Wszystko zaczęło się w czasie dwutygodniowej wizyty Saudyjczyka w USA wiosną 2018 roku. Wtedy spotkał Bezosa, jak zresztą wielu innych prominentnych przedstawicieli świata polityki i biznesu. W czasie nieformalnego obiadu książę i Bezos wymienili numery telefonów.
Niedługo później Bezos otrzymał wideo od księcia wysłane z konta WhatsApp. Jak stwierdzono później, po tej przesyłce z telefonu Bezosa transfer danych wzrósł o 29 tys. proc. Okazało się, że w pliku wideo MP4 wysłanym z telefonu używanego przez księcia znajdował się program szpiegowski.

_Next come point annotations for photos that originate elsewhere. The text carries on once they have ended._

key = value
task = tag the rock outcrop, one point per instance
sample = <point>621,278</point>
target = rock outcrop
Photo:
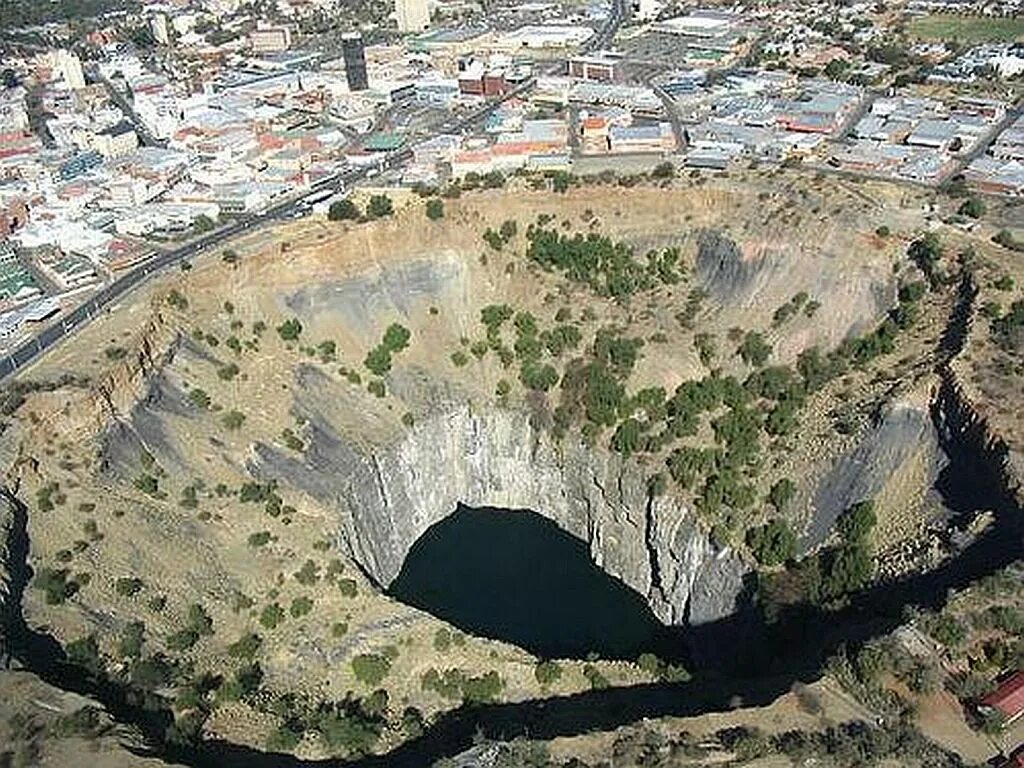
<point>901,435</point>
<point>389,495</point>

Do takiego wniosku doszła nieco później firma FTI Consulting zaangażowana przez szefa Amazona.
– Doniesienia mediów sugerujące, że za zhakowaniem telefonu Bezosa stoi Królestwo, są absurdalne – w taki sposób odniosła się do całej sprawy saudyjska ambasada w USA. Przebywający w Davos szef saudyjskiej dyplomacji Faisal bin Farhan al-Saud uznał doniesienia „Guardiana" za absolutnie niepoważne.
Pegasus czy Galileo
Sęk w tym, że potwierdza je ekspertyza specjalistów ONZ.Agnes Callamard oraz David Kaye badający z ramienia ONZ sprawę morderstwa Dżamala Chaszukdżiego nie mają wątpliwości, że zhakowanie telefonu Bezosa było częścią operacji dotarcia do osób, z którymi kontaktował się Chaszukdżi.
Są też przekonani, że informacji uzyskanych z telefonu Bezosa użyto już po morderstwie dziennikarza do wywarcia nacisku na właściciela „Washington Post". 8 listopada 2018 roku, a więc ponad miesiąc po morderstwie Chaszukdżiego, Bezos otrzymał wiadomość z konta WhatsApp należącego do saudyjskiego następcy tronu. Zawierała zdjęcie kobiety łudząco podobnej do Lauren Sanchez, byłej reporterki, z którą żonaty Jeff Bezos miał romans i z którą jest obecnie w związku. Najciekawszy był dołączony tekst następującej treści: „Kłótnia z kobietą jest jak czytanie umowy licencyjnej oprogramowania. W końcu musisz wszystko zignorować i kliknąć: Zgadzam się".
Bezos nie miał już najmniejszych wątpliwości, że nadawca tej wiadomości ma także dostęp do jego maili wymienianych z ukochaną. Wszystko wskazywało też na to, że Saudyjczycy dostarczyli również informacje o romansie Bezosa tabloidowi „National Enquirer".